Nichtsdestotrotz, galt auch Source die Ehre sich als Vorzeigetitel in diversen professionellen Ligen zu präsentieren und mittlerweile zu etablieren. Die Cyberathlete Professional League war eine der ersten Ligen, die nicht nur durch eine Amateur Liga, in der Counter-Strike: Source eingesetzt wurde, sondern auch durch die Umschaltung von Counter-Strike auf Counter-Strike: Source in den Hauptturnieren der CPL, welche alle sechs Monate stattfanden, eine neue Agenda aufstellte - vergebens. Denn nur ein Jahr konnte man CSS Teams nach Dallas, USA, locken, danach sank die Anzahl an professionellen Teams rund um den Globus wieder rapide ab und man musste auf das gute alte Counter-Strike setzen. Die Veranstalter der World Cyber Games machten ebenfalls den gleichen Fehler und riskierten im gleichen Jahr auch den Griff nach Counter-Strike: Source - im nächsten Jahr fand man Counter-Strike in den Turnieren wieder. Einzig die Electronic Sports League wagte den Schritt zusätzlich zu den Profiligen in Counter-Strike auch Counter-Strike: Source Ligen hinzuzufügen.

Auf die Frage welche Zukunft Counter-Strike: Source habe, antwortete mTw.AMDs Counter-Strike: Source Spieler: „Die Zukunft von CSS ist etwas schwer einzuschätzen. Wie man ja z.B. an Quake 3 zurzeit sieht, gibt es Spiele, die nicht "altern". So ist es meiner Meinung nach mit CS 1.6 auch. D.h. es könnte sein, dass CS 1.6 nie aussterben wird. Allerdings kann auch das Szenario eintreffen, in dem die Sponsoren nur noch CSS supporten wollen und somit fast ausschließlich CSS Turniere angeboten werden."

„Selbst ohne die Unterstützung der CGS wächst CSS und immer mehr LAN-Veranstalter halten CSS-Turniere mit immer größeren Preisgeldern ab. Als ich das Spiel zum ersten Mal spielte, musste ich zugeben, dass die Hitboxen einfach grauenvoll im Spiel platziert wurden, und insgesamt war alles noch sehr entwicklungsbedürftig. Dieses Problem ist nun allerdings schon drei bis vier Jahre her und ich muss sagen, die anfänglichen Probleme wurden seitdem beseitigt und das Spiel wirkt dank den Bugfixes deutlich realistischer, aber die meisten Leute denken, dass Spiel würde die gleichen Mängel wie vor einigen Jahren noch aufweisen. Ich kann dies nur verneinen", ergänzt Eric "HaZ" Holm, Counter-Strike: Source Spieler bei Stockholm Magnetik. „Ich habe so meine Zweifel darüber, ob Counter-Strike noch viel länger aktiv in den Profiligen gespielt wird, selbst Counter-Strike: Source beginnt schon zu altern. Ich hoffe der ProMod wird die CS Spieler von der Source Engine überzeugen."

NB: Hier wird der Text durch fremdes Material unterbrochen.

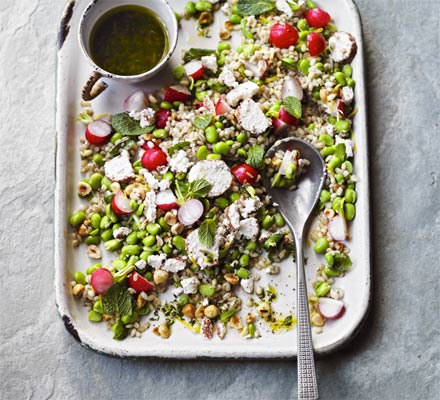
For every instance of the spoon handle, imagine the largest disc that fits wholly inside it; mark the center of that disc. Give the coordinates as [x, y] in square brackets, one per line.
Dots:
[307, 384]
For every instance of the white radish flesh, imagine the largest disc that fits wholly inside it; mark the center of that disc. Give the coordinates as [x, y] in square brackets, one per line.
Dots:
[337, 228]
[331, 308]
[190, 212]
[137, 101]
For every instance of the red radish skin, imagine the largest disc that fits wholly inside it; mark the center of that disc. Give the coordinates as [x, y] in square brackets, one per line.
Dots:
[98, 132]
[121, 204]
[315, 43]
[190, 212]
[287, 118]
[139, 283]
[330, 308]
[245, 173]
[153, 158]
[337, 228]
[137, 101]
[317, 18]
[283, 36]
[177, 93]
[101, 280]
[194, 69]
[222, 107]
[166, 200]
[162, 116]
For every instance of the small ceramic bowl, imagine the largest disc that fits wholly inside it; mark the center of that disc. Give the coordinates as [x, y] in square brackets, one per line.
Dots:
[89, 18]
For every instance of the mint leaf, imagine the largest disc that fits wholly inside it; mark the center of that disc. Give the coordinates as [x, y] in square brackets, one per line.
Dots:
[196, 54]
[117, 300]
[207, 231]
[255, 156]
[177, 146]
[293, 106]
[203, 121]
[128, 126]
[255, 7]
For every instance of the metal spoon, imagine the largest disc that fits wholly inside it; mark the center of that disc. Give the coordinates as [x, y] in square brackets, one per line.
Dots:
[297, 207]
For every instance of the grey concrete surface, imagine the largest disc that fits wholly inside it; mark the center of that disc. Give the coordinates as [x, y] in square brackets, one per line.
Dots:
[397, 354]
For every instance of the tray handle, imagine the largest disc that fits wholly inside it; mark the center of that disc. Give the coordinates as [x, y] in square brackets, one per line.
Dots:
[93, 87]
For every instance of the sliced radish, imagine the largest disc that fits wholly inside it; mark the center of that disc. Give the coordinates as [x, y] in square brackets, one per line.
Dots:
[162, 116]
[166, 200]
[137, 101]
[139, 283]
[177, 93]
[121, 204]
[259, 68]
[337, 228]
[292, 87]
[278, 125]
[101, 280]
[222, 107]
[287, 118]
[331, 308]
[194, 69]
[98, 132]
[190, 212]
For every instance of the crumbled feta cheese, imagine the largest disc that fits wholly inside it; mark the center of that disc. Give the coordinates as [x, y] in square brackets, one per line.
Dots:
[190, 285]
[119, 169]
[141, 264]
[342, 47]
[245, 90]
[202, 255]
[247, 285]
[145, 117]
[347, 94]
[210, 62]
[174, 265]
[251, 118]
[227, 77]
[156, 261]
[150, 206]
[283, 6]
[179, 162]
[121, 233]
[216, 172]
[249, 228]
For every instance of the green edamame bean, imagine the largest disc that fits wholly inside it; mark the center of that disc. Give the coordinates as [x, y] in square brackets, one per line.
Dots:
[160, 133]
[324, 196]
[243, 273]
[279, 220]
[112, 245]
[206, 290]
[349, 211]
[153, 228]
[267, 222]
[92, 240]
[98, 159]
[326, 139]
[321, 245]
[221, 148]
[342, 125]
[179, 242]
[78, 218]
[322, 288]
[244, 260]
[95, 316]
[340, 78]
[79, 277]
[211, 134]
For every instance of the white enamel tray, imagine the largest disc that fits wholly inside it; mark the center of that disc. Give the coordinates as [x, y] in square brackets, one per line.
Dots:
[73, 71]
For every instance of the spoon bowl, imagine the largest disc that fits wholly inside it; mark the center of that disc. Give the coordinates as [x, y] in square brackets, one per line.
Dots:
[297, 208]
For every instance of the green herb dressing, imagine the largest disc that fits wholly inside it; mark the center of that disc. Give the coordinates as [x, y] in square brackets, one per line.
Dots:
[128, 40]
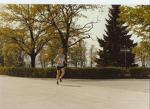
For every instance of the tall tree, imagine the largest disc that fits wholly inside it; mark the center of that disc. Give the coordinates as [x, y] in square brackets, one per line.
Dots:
[115, 39]
[137, 18]
[64, 18]
[26, 27]
[142, 54]
[92, 55]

„Das Hauptziel des Counter-Strike: Promod ist, den Fortschritt des Esport weitervoranzubringen und so viel wie möglich an dem Spiel Counter-Strike zu verbessern, dazu gehört das Spielen an sich, das Zuschauen und das Übertragen von CS als einen professionellen Sport", versprach Al Mendoza noch vor wenigen Monaten. Der Promod, welcher von einigen Fans des Half-Life Universums unter der Leitung von Al "Drax" Mendoza ins Leben gerufen wurde, war zum Scheitern verdonnert. Die Vision und die Idee das Beste aus Counter-Strike und Counter-Strike: Source in ein Paket zu schnüren war grandios, doch die Umsetzung miserabel. Der Mod wurde nicht den Erwartungen der Spieler gerecht, ebenso ging die Entwicklung nur schleppend voran. Auf der anderen Seite muss man auch beachten, dass dies erst ein Betarelease war. Jedoch hat man in den letzten Wochen nichts Neues von Mendoza gehört.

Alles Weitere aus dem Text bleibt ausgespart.